We've had our fair share of hiccups, especially when we were just starting up. When you're going through tough times, you need someone you can respect, who you like, who you can trust, and who you can get drunk with.

You don't know anybody in life until you've either worked with them or lived with them. We had a joint managing director structure for a spell, but it didn't work out at all. We were always arguing. In the end we decided that only one of us should be managing director. Fran's always suited that role, on the pitch and off it, whereas I've always been a vice captain, so we stuck to that arrangement. From that day on we've fallen out very little.

Fran is a great managing director. He's very good at listening to people. He's not autocratic, he's democratic, and he does give everybody their say. If there's a decision to be made, he's not afraid to make the call.

Twenty years on, our relationship is still very strong. We see each other most days. If I don't see him for a couple of days, I'll always give him a shout. We always talk and it's very rare that a day will go by without us having some kind of discussion.

I think we're still the same guys we've always been. We're still playing a game of rugby, just with a different ball.


The idea of starting our own clothing business grew on us while we were working for a sports clothing company called Bukta. We were both enormously frustrated because we were providing all the ideas and all the energy, while the owners weren't providing any input whatsoever. The only thing they were doing was financing the business. It prompted us to wonder if we could do it ourselves.

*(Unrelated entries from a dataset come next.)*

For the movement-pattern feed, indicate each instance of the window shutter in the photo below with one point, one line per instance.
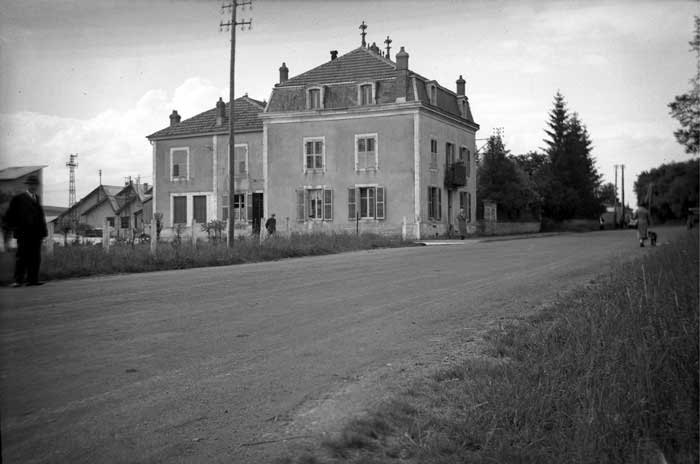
(352, 202)
(328, 205)
(300, 205)
(381, 201)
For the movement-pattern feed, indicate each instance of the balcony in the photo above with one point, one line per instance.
(455, 175)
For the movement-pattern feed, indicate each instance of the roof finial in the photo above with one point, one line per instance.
(363, 26)
(388, 47)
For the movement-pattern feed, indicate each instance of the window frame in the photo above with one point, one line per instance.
(306, 140)
(179, 177)
(375, 137)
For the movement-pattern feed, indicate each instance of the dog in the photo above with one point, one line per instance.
(652, 237)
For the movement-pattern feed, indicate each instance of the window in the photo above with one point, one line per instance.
(314, 99)
(366, 157)
(366, 202)
(465, 157)
(314, 204)
(314, 154)
(240, 160)
(434, 203)
(180, 210)
(433, 154)
(199, 209)
(449, 153)
(366, 96)
(179, 164)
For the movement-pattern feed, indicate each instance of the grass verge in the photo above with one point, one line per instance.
(88, 260)
(607, 375)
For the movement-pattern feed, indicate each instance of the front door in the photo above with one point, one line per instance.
(258, 211)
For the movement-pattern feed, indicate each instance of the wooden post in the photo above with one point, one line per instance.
(154, 236)
(105, 235)
(49, 239)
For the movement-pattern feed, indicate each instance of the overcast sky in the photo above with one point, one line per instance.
(94, 77)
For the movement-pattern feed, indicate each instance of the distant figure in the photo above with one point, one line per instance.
(25, 217)
(271, 225)
(462, 223)
(643, 221)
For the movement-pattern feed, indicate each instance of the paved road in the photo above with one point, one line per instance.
(204, 365)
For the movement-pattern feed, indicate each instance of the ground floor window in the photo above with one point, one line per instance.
(366, 202)
(314, 204)
(434, 203)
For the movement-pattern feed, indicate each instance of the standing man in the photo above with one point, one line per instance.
(25, 217)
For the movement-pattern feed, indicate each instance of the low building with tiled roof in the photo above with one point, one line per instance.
(363, 142)
(191, 167)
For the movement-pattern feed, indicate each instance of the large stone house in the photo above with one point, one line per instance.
(191, 168)
(362, 142)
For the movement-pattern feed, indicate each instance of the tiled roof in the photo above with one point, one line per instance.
(247, 110)
(15, 172)
(353, 66)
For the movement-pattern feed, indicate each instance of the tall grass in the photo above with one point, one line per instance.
(87, 260)
(607, 375)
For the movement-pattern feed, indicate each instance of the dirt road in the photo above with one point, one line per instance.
(220, 364)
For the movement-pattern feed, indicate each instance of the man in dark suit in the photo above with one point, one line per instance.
(25, 217)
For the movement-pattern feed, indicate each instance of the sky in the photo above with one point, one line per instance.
(95, 77)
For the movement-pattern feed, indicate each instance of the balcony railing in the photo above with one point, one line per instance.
(455, 175)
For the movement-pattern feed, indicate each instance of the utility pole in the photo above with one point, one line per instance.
(231, 25)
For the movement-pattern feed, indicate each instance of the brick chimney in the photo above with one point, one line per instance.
(284, 73)
(220, 112)
(174, 118)
(402, 75)
(460, 85)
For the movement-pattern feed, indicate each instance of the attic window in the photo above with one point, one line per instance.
(365, 93)
(314, 98)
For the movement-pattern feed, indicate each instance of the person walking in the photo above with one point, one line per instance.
(271, 225)
(462, 223)
(25, 217)
(643, 221)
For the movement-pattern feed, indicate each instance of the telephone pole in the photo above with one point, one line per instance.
(231, 25)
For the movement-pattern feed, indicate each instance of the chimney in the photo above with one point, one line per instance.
(220, 112)
(401, 75)
(284, 73)
(174, 118)
(460, 85)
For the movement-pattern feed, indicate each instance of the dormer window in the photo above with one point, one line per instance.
(314, 98)
(366, 93)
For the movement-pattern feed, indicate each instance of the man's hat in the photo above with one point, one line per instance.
(32, 180)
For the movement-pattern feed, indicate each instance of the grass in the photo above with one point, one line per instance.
(607, 375)
(88, 260)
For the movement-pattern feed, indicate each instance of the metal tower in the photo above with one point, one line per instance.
(72, 164)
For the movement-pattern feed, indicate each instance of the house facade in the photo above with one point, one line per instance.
(361, 142)
(191, 169)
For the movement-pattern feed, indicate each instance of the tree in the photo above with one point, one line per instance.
(501, 180)
(673, 187)
(572, 180)
(686, 108)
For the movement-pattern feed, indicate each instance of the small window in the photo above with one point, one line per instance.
(199, 209)
(180, 210)
(434, 203)
(366, 152)
(433, 154)
(314, 154)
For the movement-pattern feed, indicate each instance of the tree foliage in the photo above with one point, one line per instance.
(501, 180)
(686, 108)
(570, 190)
(671, 188)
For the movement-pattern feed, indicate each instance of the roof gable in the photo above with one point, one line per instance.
(246, 119)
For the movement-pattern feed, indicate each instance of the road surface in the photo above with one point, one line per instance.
(220, 364)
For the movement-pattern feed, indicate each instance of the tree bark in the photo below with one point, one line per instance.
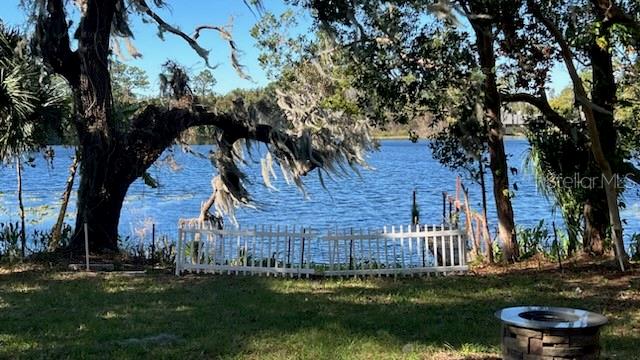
(609, 179)
(596, 222)
(497, 156)
(23, 230)
(57, 228)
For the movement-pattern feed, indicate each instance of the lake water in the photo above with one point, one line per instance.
(378, 197)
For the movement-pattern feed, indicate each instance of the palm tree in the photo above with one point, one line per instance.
(32, 106)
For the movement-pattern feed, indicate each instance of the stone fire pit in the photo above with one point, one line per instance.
(540, 332)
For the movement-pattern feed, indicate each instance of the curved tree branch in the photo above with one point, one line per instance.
(52, 36)
(192, 40)
(613, 14)
(543, 106)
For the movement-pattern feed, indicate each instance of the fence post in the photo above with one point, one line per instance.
(86, 244)
(153, 243)
(179, 252)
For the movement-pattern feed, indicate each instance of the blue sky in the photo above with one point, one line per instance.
(189, 14)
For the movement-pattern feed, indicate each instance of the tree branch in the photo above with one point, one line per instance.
(543, 106)
(52, 36)
(615, 15)
(155, 129)
(192, 40)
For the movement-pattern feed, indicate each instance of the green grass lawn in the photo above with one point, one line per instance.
(76, 315)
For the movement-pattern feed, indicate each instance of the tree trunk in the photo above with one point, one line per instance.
(23, 230)
(609, 179)
(596, 221)
(497, 156)
(603, 94)
(57, 228)
(99, 205)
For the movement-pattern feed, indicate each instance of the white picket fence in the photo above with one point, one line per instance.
(304, 252)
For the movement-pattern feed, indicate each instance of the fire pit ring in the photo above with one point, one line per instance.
(542, 332)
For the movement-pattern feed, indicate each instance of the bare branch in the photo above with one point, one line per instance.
(543, 106)
(192, 40)
(52, 35)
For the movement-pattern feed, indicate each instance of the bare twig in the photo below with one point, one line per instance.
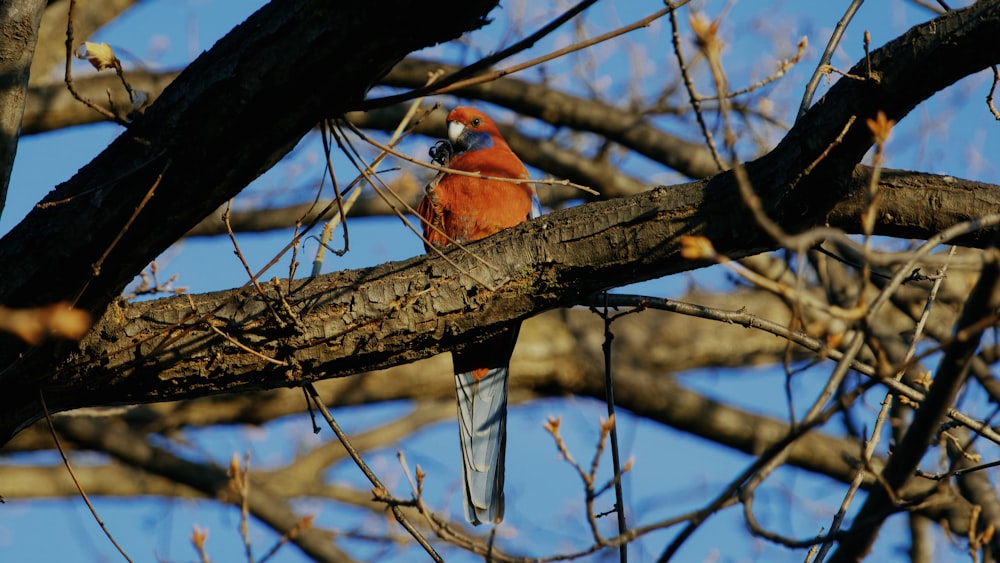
(72, 475)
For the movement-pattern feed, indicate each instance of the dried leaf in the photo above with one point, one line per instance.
(98, 54)
(59, 320)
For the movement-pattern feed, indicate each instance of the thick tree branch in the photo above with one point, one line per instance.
(250, 98)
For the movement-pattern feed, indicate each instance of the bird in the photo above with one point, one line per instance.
(461, 209)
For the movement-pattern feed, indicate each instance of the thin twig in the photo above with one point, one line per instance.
(824, 61)
(96, 266)
(396, 511)
(609, 394)
(481, 64)
(68, 76)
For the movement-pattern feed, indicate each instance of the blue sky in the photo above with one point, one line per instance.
(168, 33)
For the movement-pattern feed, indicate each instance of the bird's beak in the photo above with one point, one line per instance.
(455, 130)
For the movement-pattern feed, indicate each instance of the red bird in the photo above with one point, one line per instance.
(465, 209)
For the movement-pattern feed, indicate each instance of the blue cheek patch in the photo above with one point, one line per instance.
(472, 141)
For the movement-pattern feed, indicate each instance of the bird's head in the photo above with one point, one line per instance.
(469, 129)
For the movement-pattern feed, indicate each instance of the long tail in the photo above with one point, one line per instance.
(482, 427)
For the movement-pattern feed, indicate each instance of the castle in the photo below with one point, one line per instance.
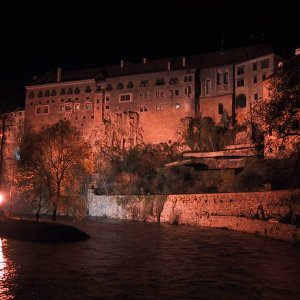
(151, 101)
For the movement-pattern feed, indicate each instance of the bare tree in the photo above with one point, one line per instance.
(60, 160)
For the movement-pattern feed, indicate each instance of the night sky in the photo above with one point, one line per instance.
(38, 38)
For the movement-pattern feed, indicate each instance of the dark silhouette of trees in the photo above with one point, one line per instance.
(59, 161)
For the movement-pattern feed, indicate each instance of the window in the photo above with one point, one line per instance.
(281, 148)
(130, 85)
(207, 87)
(240, 101)
(120, 86)
(187, 90)
(188, 78)
(264, 64)
(42, 110)
(240, 83)
(219, 78)
(174, 80)
(220, 108)
(240, 70)
(225, 78)
(77, 90)
(143, 95)
(109, 87)
(144, 83)
(125, 97)
(160, 81)
(88, 106)
(159, 94)
(68, 107)
(77, 106)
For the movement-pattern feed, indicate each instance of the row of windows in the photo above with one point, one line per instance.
(264, 64)
(65, 100)
(68, 91)
(67, 107)
(145, 83)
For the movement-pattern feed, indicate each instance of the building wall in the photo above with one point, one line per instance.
(156, 109)
(241, 212)
(75, 101)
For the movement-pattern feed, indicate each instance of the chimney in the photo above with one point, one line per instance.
(58, 74)
(169, 65)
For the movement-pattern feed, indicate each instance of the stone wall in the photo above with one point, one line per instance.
(246, 212)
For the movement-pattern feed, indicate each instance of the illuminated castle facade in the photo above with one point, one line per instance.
(151, 101)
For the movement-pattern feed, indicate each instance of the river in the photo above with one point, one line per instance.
(132, 260)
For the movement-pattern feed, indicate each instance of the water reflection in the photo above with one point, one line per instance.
(7, 273)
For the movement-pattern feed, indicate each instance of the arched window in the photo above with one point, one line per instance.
(207, 87)
(240, 101)
(219, 78)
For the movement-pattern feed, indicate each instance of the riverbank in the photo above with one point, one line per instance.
(34, 231)
(260, 213)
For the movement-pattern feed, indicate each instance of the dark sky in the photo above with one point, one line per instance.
(35, 39)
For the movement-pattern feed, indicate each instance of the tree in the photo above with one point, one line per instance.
(60, 161)
(279, 111)
(204, 135)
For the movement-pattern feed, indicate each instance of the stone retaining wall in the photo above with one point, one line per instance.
(237, 211)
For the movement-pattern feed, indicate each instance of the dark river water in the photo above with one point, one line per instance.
(131, 260)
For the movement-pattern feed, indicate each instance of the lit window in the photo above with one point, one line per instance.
(88, 105)
(220, 108)
(125, 97)
(187, 90)
(42, 110)
(264, 64)
(240, 70)
(240, 83)
(241, 101)
(219, 76)
(207, 87)
(225, 78)
(68, 107)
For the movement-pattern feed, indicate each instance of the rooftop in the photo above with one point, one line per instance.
(206, 60)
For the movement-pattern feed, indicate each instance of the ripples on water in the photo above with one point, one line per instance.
(130, 260)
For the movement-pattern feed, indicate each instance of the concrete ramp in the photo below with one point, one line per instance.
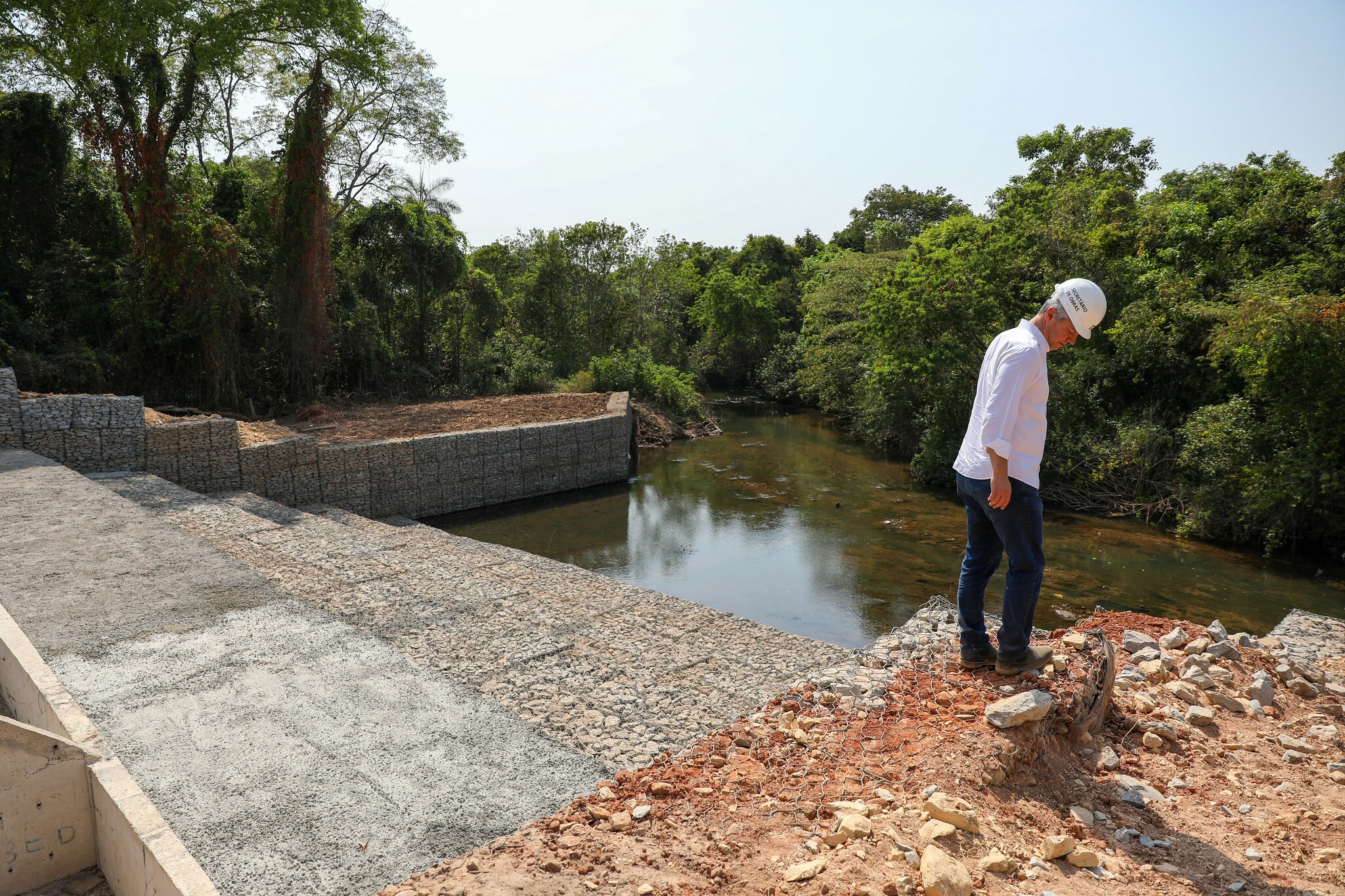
(290, 752)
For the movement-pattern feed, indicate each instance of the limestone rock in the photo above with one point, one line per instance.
(852, 807)
(1173, 640)
(1200, 716)
(1145, 654)
(934, 829)
(1301, 687)
(1110, 761)
(998, 863)
(1296, 743)
(1153, 670)
(1224, 702)
(943, 875)
(805, 871)
(1184, 691)
(1083, 859)
(1200, 679)
(1020, 708)
(1056, 847)
(954, 811)
(1080, 815)
(1133, 641)
(1130, 785)
(853, 825)
(1197, 647)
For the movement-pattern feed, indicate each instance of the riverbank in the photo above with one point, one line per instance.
(787, 522)
(1184, 788)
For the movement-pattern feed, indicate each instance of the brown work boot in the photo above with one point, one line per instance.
(1034, 658)
(977, 658)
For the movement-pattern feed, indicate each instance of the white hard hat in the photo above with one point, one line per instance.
(1083, 301)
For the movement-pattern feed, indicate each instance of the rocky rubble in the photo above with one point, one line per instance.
(959, 806)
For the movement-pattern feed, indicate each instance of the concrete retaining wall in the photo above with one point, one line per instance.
(413, 477)
(79, 805)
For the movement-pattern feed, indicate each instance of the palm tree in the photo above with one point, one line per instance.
(428, 194)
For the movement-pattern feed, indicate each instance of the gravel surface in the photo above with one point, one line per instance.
(291, 753)
(619, 672)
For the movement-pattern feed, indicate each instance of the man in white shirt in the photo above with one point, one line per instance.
(998, 469)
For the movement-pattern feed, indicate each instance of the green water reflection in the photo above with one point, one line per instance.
(786, 522)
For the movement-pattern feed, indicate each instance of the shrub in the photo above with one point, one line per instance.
(636, 372)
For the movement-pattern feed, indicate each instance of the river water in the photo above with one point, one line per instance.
(787, 522)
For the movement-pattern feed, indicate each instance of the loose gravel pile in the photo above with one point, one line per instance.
(912, 788)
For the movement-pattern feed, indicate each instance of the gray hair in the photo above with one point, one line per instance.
(1053, 303)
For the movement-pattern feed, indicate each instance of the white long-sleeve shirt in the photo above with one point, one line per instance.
(1011, 410)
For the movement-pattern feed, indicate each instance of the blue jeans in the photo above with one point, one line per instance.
(992, 534)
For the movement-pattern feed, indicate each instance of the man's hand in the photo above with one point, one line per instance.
(1000, 488)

When we first set up Cotton Traders, our two roles were split informally between mail order and wholesale. I looked after the mail-order side and Steve looked after the wholesale part of the new business.

As the business developed, we realised it needed a proper structure. So we decided on more formal roles, with me running the day-to-day side of things, and Steve focusing on the sales and the wholesale side. At the same time, we began to bring other people in to support us and build a proper management structure.

I don't think we've ever fallen out about serious stuff like business strategy. We argued a lot at first, when we were joint managing directors, but everything fell naturally into place once we'd sorted that out. At the end of the day, we always come together and it never carries on from one day to the next. That's a healthy relationship.

You're always learning about one another in a long standing relationship. It's like being married twice - first to my wife and then to Steve. You have your ups and downs but you work through those. We have the occasional difference of opinion and disagreement, but it never lasts.

Our skills complement each other very well. I'm a lot more analytical and more considered. Steve is a very good sales guy and a very good networker. It is really important to have someone who can bring a lighter side of life into play. I tend to be a bit more serious about it.

We still work well together. We're both out on the road a fair amount, probably a couple of days a week. But when we're in the office we always find time to catch up.

Trust and respect is vital to any business relationship. You've got to trust one another in a business situation and you must have respect for one another. Those are the two key ingredients. The fact that we are friends is a bonus.

I think playing rugby together helped. In sport, you bare your soul and there's no hiding place. People know everything about your character. I'm a great believer that the way you play your sport is the way you are as a person.

I'm a highly committed, competitive individual, which is a pre-requisite for playing sport at the highest level. I was very focused and serious in my sporting career and although Steve was equally as committed, he was a lot more relaxed. That's just our personalities, and it's carried through into the business. It's been the foundations of a fantastic partnership.